In response to Judge Roesch's ruling in favor of the Coalition to Support Plastic Bag Recycling's lawsuit, Keith Cristman, the senior director of the American Chemistry Council's plastics division which opposes the Oakland law, said in a statement that "banning plastic bags would dramatically increase energy use, double greenhouse gas emissions and increase waste. Recycling plastic bags is the right approach and makes plastic bags the environmentally responsible choice."

Christman is basing his arguments above on the coalition's argument that banning the single-use plastic carrier bags in the Oakland food and grocery stores with $1 million or more in annual sales would lead to a significant increase in the use of paper grocery bags.

There is some evidence in nearby San Francisco for the paper bag increase in use argument.

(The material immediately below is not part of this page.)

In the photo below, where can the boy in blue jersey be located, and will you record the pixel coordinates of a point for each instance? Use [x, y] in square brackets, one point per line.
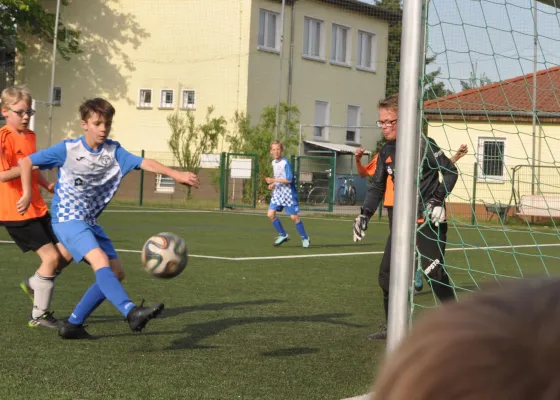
[91, 168]
[284, 195]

That city passed a similar plastic bag ban before Oakland passed its law last year. The San Francisco law, which was implemented last year, banned grocery chains and independents that operate stores over 10,000 square feet in size from offering single-use plastic carrier bags in those stores. The law allows the retailers' to continue to offer free paper grocery bags to shoppers.

Numerous grocers in San Francisco, such as Safeway Stores, Inc., regional chain Mollie Stone's and others, have reported paper bag use in their stores increasing dramatically since the plastic grocery bag ban law went into effect last year.

However, they also have reported a significant increase in shoppers bringing their own reusable shopping bags to the stores, along with an increase in the number of reusable bags their stores are selling since the plastic grocery bag ban went into effect.

Further, the City of San Francisco argues, and many agree, that because the city's system of curbside recycling for paper grocery bags is so simple and is available in every neighborhood in the city, over 70% of those single-use paper grocery bags are being recycled, unlike plastic grocery bags which they say end-up either in the city's landfill or littered on the streets.

Many food and grocery retailers in San Francisco also give shoppers a five cent credit for every paper grocery bag they return to the stores. Whole Foods Market stores in the city give customers a 10 cent per-bag credit for each returned paper grocery sack.

The Coalition to Support Plastic Bag Recycling didn't oppose San Francisco's ban in court for some reason. Rather, it chose to file a lawsuit against the city of Oakland's plastic bag ban law instead. The two city's laws are nearly identical expect San Francisco's bases the ban on the square footage of a grocery store (the 10,000 square feet size), while Oakland's law is based on annual store sales (the $1 million number.)

If the city of Oakland doesn't appeal the court's ruling and the injunction stays, that means the city's single-use plastic carrier bag law can't be implemented. As such, it will be interesting to see what decision the city council gives City Attorney John Russo this week.

If the coalition does win the case on appeal (if Oakland appeals), it could set a nationwide precedent regarding municipal plastic bag bans in the U.S.

We've located at least 30 cities in the U.S. that currently have proposals to ban the use of the single-use plastic carrier bags in supermarkets in their city's and towns. It's likely if the Oakland injunction holds, the coalition and other industry groups will use it as the basis of fighting similar proposed legislation in cities and counties throughout the U.S.

If the Oakland City Council decides to conduct the environmental review, the second option Russo has presented to the legislative body this week, it can use the results (if favorable to the bag ban law) in its appeal.

We will continue to follow this story for our readers.